“Australia already has the worst record in the world for conserving its beautiful and unusual wildlife,” says the UK’s Independent in what’s already become a gloomy week for the world’s fauna and flora — and it’s still only Tuesday here in California.
Some 40% of all the mammal species that have become extinct over the past 200 years, says writer Kathy Marks, were Australian.

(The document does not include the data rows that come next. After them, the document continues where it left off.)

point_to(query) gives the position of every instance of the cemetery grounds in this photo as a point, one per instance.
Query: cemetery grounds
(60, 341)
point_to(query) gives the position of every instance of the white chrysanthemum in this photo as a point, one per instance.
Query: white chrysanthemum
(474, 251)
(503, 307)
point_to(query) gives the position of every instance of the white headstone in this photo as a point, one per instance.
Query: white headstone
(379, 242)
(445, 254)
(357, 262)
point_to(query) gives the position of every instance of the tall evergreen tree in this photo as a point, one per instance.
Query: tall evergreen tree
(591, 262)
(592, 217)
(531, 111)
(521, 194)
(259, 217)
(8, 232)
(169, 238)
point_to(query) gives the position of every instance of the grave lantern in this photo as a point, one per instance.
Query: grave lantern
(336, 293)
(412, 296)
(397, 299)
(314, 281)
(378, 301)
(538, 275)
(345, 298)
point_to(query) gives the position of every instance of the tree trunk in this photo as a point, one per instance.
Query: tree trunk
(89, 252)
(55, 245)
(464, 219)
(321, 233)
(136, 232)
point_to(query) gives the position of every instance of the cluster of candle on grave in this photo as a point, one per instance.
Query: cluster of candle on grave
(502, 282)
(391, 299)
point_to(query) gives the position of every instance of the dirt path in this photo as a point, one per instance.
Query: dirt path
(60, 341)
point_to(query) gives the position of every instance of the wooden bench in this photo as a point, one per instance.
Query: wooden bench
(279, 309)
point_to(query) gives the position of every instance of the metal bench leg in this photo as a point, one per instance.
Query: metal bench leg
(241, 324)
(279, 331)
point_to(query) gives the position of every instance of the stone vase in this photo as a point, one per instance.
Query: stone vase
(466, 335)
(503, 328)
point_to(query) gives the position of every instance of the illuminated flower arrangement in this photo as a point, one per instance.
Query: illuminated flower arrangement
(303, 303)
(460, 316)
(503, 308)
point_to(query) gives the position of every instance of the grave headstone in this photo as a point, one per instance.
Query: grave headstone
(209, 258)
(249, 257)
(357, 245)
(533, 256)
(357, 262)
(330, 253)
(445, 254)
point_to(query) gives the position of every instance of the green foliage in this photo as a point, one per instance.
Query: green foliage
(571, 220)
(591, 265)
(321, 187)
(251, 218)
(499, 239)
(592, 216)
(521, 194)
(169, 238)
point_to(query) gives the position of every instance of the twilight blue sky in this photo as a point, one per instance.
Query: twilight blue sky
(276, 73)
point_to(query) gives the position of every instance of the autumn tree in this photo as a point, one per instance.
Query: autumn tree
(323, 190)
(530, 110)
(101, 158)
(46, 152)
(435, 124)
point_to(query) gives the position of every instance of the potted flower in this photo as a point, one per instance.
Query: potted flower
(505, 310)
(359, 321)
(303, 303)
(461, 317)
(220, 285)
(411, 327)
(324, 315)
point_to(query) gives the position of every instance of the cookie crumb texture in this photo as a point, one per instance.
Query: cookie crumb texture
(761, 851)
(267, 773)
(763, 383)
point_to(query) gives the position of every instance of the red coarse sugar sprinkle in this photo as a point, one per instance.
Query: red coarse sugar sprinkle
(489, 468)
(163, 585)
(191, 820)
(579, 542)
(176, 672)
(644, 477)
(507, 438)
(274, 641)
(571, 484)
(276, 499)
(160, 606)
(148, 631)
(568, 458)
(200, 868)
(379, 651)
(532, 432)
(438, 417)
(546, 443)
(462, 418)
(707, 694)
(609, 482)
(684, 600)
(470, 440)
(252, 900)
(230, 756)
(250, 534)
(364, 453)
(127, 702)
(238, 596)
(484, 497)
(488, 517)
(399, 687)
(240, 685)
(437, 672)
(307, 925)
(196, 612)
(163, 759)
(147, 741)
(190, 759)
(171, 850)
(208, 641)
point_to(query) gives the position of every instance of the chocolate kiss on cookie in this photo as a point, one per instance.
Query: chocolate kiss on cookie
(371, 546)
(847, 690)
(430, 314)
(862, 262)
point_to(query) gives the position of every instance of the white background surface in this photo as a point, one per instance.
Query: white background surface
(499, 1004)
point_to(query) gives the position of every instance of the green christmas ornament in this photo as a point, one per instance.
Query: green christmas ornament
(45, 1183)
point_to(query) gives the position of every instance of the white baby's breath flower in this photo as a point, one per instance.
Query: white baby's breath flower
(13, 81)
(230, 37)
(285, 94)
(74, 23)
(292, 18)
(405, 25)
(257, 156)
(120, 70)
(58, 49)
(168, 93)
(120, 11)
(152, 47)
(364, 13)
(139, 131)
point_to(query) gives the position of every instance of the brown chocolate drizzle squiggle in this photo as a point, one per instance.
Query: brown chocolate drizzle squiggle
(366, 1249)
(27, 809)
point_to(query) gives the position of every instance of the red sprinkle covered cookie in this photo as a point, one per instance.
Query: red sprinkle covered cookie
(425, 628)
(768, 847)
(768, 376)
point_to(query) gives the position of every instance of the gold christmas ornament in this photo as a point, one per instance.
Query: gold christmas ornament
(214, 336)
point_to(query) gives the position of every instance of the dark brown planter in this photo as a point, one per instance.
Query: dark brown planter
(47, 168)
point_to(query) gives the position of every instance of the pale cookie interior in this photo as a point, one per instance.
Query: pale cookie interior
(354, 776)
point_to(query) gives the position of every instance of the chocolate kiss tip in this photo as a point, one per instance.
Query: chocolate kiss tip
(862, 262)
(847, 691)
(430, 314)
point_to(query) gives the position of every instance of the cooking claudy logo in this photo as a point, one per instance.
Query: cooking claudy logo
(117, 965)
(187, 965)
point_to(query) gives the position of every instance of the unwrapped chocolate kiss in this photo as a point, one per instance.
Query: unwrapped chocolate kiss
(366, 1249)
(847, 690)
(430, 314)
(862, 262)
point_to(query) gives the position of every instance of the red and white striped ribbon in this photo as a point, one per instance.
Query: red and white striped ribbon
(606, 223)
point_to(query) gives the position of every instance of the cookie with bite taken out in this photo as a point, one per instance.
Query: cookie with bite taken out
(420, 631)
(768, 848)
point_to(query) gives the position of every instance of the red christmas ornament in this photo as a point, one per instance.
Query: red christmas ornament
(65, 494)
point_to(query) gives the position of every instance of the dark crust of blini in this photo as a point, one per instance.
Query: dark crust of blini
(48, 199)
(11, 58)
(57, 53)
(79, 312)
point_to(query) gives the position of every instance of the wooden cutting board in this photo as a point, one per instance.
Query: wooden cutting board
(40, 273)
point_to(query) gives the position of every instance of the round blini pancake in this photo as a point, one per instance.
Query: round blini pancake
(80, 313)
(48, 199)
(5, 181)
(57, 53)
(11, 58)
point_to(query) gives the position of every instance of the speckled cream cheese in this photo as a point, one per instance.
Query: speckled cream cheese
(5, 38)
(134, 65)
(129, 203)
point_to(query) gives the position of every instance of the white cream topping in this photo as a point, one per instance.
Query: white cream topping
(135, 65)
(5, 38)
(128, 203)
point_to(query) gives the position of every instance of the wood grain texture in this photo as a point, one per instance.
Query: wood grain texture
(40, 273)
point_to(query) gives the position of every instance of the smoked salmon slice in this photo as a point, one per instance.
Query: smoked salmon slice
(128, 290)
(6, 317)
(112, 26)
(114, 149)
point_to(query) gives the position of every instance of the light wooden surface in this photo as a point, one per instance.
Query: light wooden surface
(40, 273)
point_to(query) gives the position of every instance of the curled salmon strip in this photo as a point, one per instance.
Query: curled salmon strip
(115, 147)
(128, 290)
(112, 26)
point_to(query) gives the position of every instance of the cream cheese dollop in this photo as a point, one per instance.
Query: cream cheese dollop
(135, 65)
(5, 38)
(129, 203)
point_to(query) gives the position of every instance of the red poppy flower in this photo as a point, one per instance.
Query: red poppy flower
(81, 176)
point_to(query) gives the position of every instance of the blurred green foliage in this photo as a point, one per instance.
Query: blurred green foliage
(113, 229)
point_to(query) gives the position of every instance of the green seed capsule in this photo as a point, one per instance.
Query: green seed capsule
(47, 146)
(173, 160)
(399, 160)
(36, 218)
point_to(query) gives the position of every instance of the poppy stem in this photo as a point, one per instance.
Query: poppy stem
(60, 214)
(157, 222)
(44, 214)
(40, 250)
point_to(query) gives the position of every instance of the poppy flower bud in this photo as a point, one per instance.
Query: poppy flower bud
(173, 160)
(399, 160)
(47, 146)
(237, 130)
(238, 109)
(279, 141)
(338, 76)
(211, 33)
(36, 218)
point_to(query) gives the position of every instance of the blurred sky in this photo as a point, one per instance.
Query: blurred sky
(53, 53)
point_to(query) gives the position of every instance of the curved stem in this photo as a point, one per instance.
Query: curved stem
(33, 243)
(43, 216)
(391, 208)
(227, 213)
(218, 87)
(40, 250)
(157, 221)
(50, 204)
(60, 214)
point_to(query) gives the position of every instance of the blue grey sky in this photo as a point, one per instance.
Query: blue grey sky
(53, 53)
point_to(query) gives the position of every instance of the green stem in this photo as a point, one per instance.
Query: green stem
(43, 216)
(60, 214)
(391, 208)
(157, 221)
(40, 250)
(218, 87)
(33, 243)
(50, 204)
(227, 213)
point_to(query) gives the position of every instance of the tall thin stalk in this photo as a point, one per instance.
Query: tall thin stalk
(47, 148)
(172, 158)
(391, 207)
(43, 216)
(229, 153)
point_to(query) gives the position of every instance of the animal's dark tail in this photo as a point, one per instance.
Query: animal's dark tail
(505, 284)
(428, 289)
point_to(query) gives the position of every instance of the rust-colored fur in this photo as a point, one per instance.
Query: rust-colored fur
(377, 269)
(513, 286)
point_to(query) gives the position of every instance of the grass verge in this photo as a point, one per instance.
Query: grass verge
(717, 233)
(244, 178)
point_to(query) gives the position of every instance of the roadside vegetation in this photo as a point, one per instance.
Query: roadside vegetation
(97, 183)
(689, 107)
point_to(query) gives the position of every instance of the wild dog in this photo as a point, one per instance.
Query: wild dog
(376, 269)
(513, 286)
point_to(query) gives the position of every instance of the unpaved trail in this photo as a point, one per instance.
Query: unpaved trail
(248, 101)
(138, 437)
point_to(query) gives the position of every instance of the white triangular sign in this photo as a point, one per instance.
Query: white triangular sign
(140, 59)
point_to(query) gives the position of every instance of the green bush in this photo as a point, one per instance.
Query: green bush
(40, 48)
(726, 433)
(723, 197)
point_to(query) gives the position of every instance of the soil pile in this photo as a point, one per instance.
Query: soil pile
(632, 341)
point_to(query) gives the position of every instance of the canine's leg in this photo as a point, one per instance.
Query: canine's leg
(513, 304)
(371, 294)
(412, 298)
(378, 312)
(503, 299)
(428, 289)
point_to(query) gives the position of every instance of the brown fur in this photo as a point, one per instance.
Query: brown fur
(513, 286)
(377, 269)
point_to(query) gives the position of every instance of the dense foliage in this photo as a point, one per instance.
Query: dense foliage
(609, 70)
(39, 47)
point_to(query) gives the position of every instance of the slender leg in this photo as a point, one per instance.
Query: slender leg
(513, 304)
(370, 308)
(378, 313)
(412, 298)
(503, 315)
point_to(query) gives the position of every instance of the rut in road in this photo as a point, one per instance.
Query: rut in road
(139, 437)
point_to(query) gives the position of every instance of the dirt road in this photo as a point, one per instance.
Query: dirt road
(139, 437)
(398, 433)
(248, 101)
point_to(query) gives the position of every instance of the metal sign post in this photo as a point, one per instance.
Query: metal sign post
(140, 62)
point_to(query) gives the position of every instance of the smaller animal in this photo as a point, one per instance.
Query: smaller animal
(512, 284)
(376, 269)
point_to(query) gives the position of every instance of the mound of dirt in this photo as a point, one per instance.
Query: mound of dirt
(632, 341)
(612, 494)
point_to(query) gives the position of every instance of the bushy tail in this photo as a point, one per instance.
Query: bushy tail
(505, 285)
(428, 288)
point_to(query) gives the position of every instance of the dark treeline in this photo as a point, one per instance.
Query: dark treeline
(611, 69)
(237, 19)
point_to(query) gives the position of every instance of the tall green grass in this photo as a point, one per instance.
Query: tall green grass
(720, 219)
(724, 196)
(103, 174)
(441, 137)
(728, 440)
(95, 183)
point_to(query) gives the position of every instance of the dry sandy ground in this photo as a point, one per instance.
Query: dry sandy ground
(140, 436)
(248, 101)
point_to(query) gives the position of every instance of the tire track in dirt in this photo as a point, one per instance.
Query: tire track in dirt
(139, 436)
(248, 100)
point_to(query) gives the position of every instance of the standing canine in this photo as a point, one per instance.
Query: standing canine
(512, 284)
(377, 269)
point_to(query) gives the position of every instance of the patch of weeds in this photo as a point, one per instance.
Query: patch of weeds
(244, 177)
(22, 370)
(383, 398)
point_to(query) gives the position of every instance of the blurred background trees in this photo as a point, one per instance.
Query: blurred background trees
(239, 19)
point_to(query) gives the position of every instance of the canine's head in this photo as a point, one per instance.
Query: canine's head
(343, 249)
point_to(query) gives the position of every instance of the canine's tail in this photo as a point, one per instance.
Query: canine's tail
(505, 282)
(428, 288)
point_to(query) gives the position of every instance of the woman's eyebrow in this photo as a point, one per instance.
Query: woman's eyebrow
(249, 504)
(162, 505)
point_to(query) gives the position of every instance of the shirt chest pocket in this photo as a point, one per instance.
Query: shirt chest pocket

Now, it appears, climate change threatens a whole bunch more antipodean mammals — as well as frogs, turtles, finches and more.
Elsewhere, we learn that bats are suffering a terrible die-off in the Eastern USA, for a reason yet to be identified.
Frogs, meanwhile, have long been known to be under tremendous environmental pressure. Some are now disputing the idea that Global Warming is the trigger, the NY Times reports today. But even if that’s so, it does seem that the virus that causing much of the distress to frogs is spread by humans.
Finally, lovers of common Britain’s wildflowers — often otherwise known as weeds — are lamenting their diminishing presence in the nation’s fields and woods. Intensive (i.e. in-organic) farming practices get the blame here.
Dynamic change is a part of nature. Even large die-offs and population surges are common (think locusts, gypsy moths, squid). But that’s not to defend our fooling with a system we hardly understand — a point likely to be brought painfully home to anyone on America’s East Coast bitten by a bug that a now-dead bat ought to have been snacking on this summer.